Guillaume Piketty (Dir.), Sortir de la guerre. Des guerres de Religion aux conflits asymétriques. Éd. Passés composés / Ministère des Armées, 03/09/2025. 350 pages, 25 €.

Guillaume Piketty est spécialiste de la Résistance et de la Seconde Guerre mondiale. Il est professeur d’histoire contemporaine à Sciences Po, et chercheur permanent rattaché au Centre d’histoire de Sciences Po. Il prête, ici, sa contribution active à cet ouvrage collectif qu’il dirige comme historien spécialiste des guerres et de leurs prolongements.

La notion de sortie de guerre a longtemps été traitée comme un moment ponctuel – un armistice, un traité, une victoire définitive

Sous la direction de Guillaume Piketty, Sortir de la guerre propose une relecture ambitieuse et nécessaire : celle de la sortie de guerre comme processus social, politique et culturel pluriel et souvent inachevé. Ancré dans une approche historiographique de longue durée, l’ouvrage regroupe une série de contributions qui explorent, de la fin des guerres de Religion aux conflits asymétriques contemporains, les modalités et les impasses des transitions vers la paix.

 

L’ouvrage se distingue par son ambition comparative. La longue durée permet de décentrer des schémas récurrents tout en tenant compte des singularités historiques. Il propose une réflexion sur la sortie de guerre depuis les guerres de Religion jusqu’aux conflits asymétriques du XXᵉ et XXIᵉ siècle, en abordant neuf périodes historiques variées. Cette perspective diachronique permet de dépasser l’approche traditionnelle qui sépare trop nettement guerre et paix ; elle montre comment les sociétés vivent, façonnent et négocient la transition entre hostilités et temps de paix réelle.
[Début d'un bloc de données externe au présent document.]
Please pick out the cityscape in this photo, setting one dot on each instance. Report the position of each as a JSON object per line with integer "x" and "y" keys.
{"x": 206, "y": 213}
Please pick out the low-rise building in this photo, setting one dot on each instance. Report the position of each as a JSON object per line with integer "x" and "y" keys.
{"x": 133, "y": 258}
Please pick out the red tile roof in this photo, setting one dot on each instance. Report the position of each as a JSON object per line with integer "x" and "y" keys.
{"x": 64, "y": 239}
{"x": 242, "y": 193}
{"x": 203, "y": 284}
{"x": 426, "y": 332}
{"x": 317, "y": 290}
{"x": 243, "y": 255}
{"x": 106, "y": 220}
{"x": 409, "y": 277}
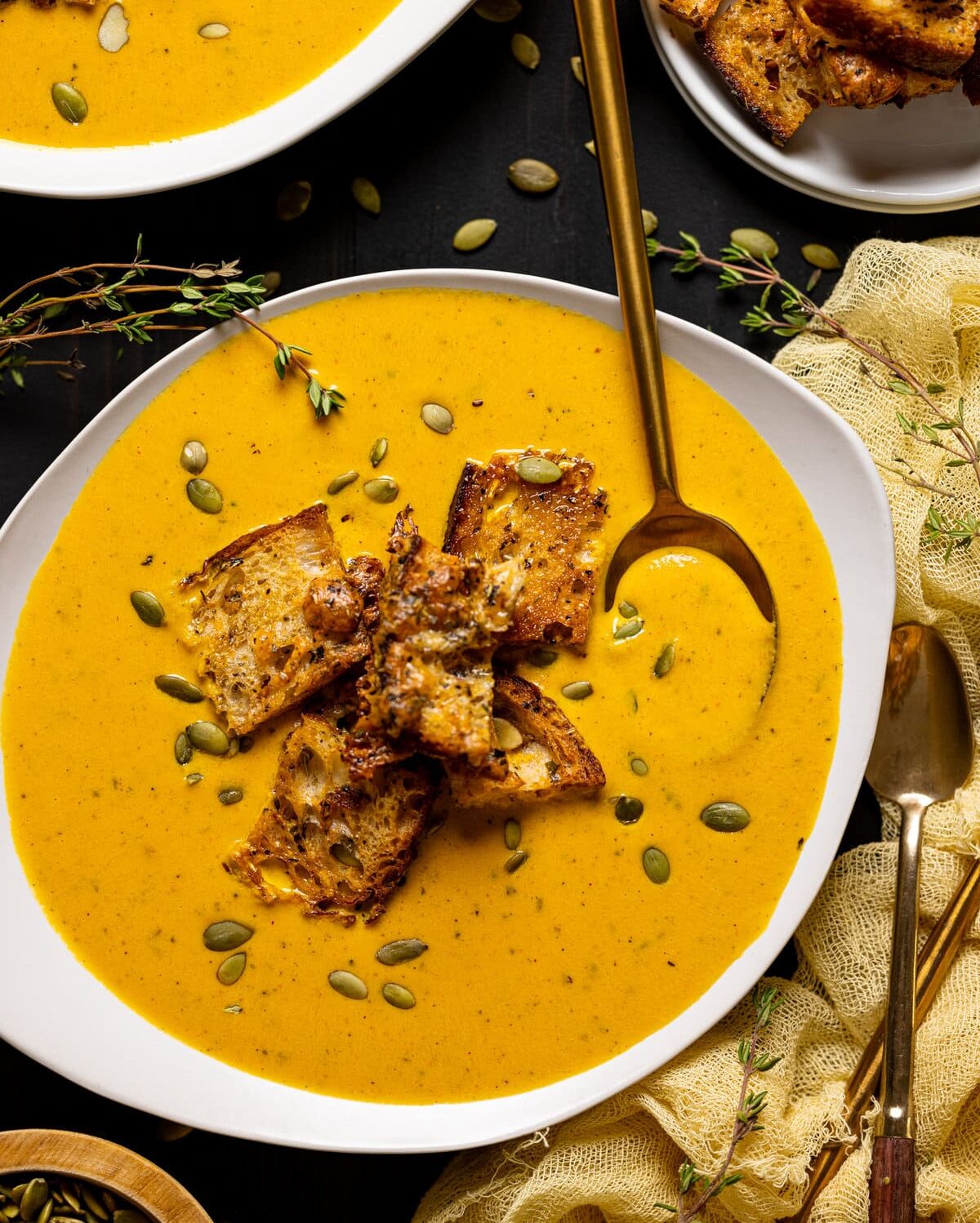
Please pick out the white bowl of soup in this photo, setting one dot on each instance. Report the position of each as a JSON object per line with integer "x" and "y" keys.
{"x": 541, "y": 991}
{"x": 194, "y": 91}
Un tel choix de cadrage peut donner parfois l’impression d’une trame répétitive, car de nombreux chapitres reprennent des thèmes proches (réinsertion, mémoire, réparations), même si les contextes historiques varient.

 

L’ouvrage met en avant des thèmes essentiels rarement traités dans une synthèse aussi large : la sortie de guerre comme processus avant et après les combats officiels, pas seulement comme moment unique. Les violences post-conflit, la démobilisation culturelle et la mémoire collective comme déterminants de la pacification. La diversité des mécanismes sociaux et politiques (réformes institutionnelles, prise en charge des séquelles psychologiques, mouvements de population, etc.). Cette approche est très utile pour penser les situations contemporaines – de l’Ukraine aux conflits du Proche-Orient – car elle montre combien la fin des hostilités ne signifie pas nécessairement la fin de la guerre au sens social et politique.

 

Le livre s’ouvre sur les conflits asymétriques contemporains, pour lesquels la notion même de sortie de guerre est mise à l’épreuve. L’absence de victoire claire, de traité de paix ou de consensus mémoriel rend la transition vers la paix profondément incertaine. Si ces chapitres ont le mérite d’actualiser la réflexion et de dialoguer avec la science politique, ils soulignent aussi les limites analytiques du concept de sortie de guerre lorsqu’il est appliqué à des conflits sans fin identifiable. Sur le plan scientifique, l’ouvrage se distingue par la richesse de ses contributions et par la cohérence globale assurée par la direction de Guillaume Piketty. Toutefois, l’hétérogénéité inhérente à un ouvrage collectif se fait parfois sentir : densité inégale des chapitres, variations dans le degré d’analyse comparatiste, place variable accordée aux acteurs sociaux ordinaires. Certaines dimensions restent en retrait par rapport aux enjeux politiques et institutionnels. Il s’organise en une succession d’études de cas chronologiques articulées autour d’une problématique commune : comment les sociétés ont-elles tenté de sortir des situations de conflit armé, et dans quelle mesure ces tentatives ont-elles produit une paix durable ou, au contraire, des formes persistantes de violence ? Cette perspective comparative de longue durée constitue l’un des principaux mérites de l’ouvrage. L’auteur et ses collaborateurs déplacent la focale du moment de la fin des hostilités vers les effets prolongés des conflits et les efforts de reconstruction sociopolitique. L’hétérogénéité des contributions se manifeste par une densité variable des chapitres et des niveaux d’analyse parfois divergents. Certaines dimensions, comme le genre ou l’histoire sociale des populations ordinaires dans les processus de sortie de guerre, restent en retrait par rapport aux enjeux politiques et institutionnels privilégiés par la plupart des auteurs.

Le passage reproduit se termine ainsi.